Scientists Can Now Grow Tiny Human Stomachs Using Stem Cells
The news: Plagued by peptic ulcers? Relief may be on the way.
Scientists have successfully created human "mini-stomachs" about 3 milimeters in diameter using human pluripotent stem cells. Their research, published Wednesday in the journal Nature, documents the creation of some of the world's most advanced stem cell-derived organs — and while they won't end up inside patients anytime soon, doctors may be able to use them to study diseases like stomach cancer or peptic ulcers.
The researchers grew these mini-stomachs over the course of a month using embryonic stem cells taken from adult volunteers, resulting in a small organ containing eight different cell types. The team was only successful in forcing the stem cells to grow into the lower end of the stomach called the "antrum," meaning full fabrication of the entire stomach is still some time away.
Still, study co-author James Wells told the Verge that it's "more like a mini-organ than anything else that's ever come before."

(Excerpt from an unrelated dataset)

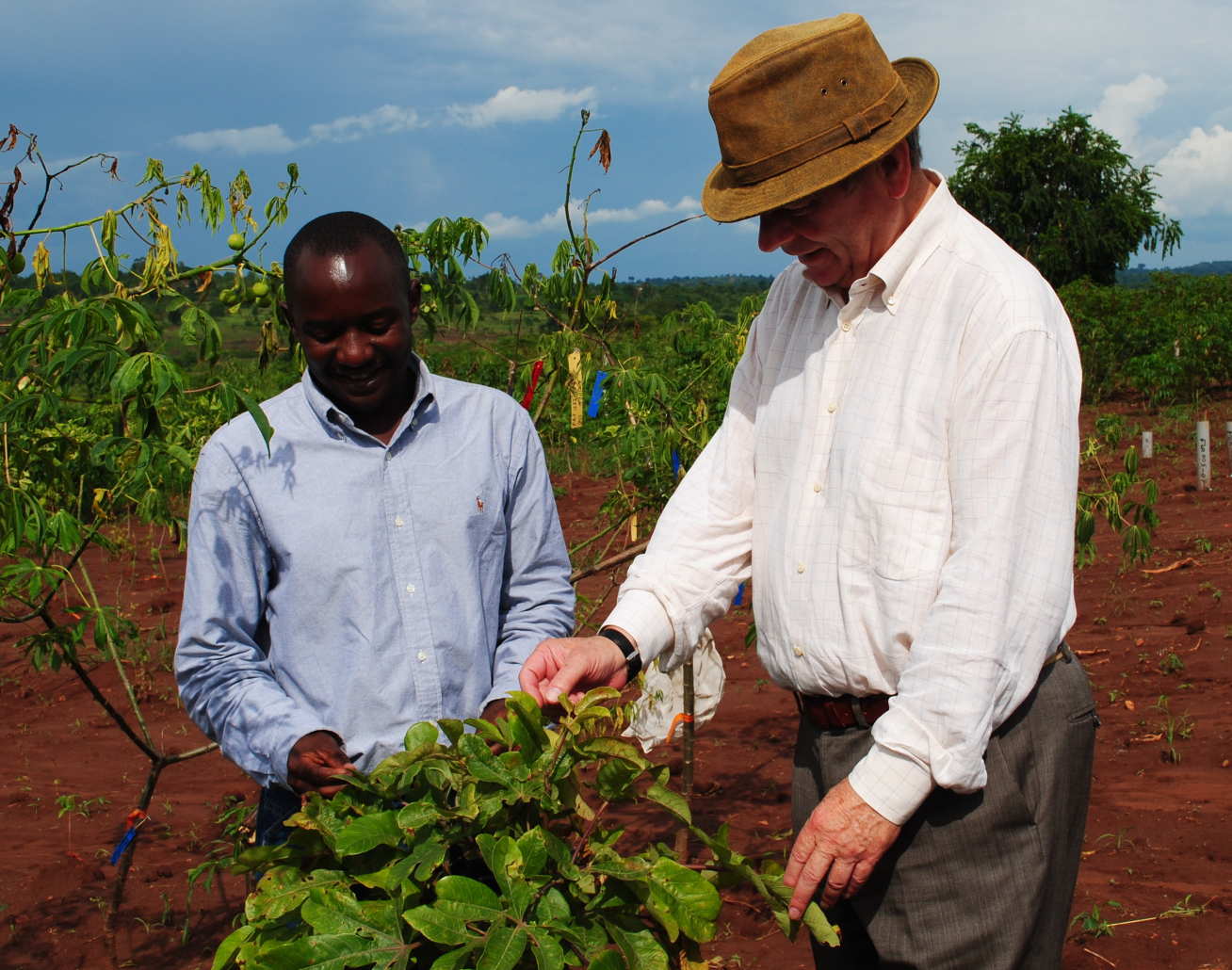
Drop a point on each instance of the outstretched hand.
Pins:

Growing tissue in petri dishes holds the potential to be much more useful into investigating the causes of various ailments than human observation because researchers are able to control and study the conditions under which illnesses develop. Naturally grown human stomachs in particular are difficult to study. The researchers said they had already identified some immediate applications for the new organoids:
The new technique might one day help them identify the genes and cell signaling patterns that allow bacteria like Helicobacter pylori — the primary cause of peptic ulcer disease — to wreak havoc in our gastrointestinal tracts. The gastric tissues could also enhance the way pharmaceutical companies test the drugs that treat infections ... since stomach cancer is the second leading cause of cancer-related deaths, investigating how these sorts of cancer precursors develop might one day help extend patients' lives.
According to NBC News, this could save a lot of lives:
Helicobacter pylori causes many, if not most, cases of stomach cancer, which affects more than 22,000 Americans a year and kills half of them. Stomach cancer is a major killer globally, affecting close to a million people a year and killing more than 70 percent of them.
Other uses include the possibility that doctors could one day graft cells from the mini-stomachs onto genuine ones, repairing, for example damage, done by ulcers or other ailments.
Why you should care: Stem cell science is rapidly taking off. Recently, Harvard scientists were able to convert human cells into pancreatic beta cells capable of growing insulin, advancing rapidly toward an effective treatment for Type I diabetes.
All of a sudden, that Bush administration ban on embryonic stem cell research looks even worse in retrospect.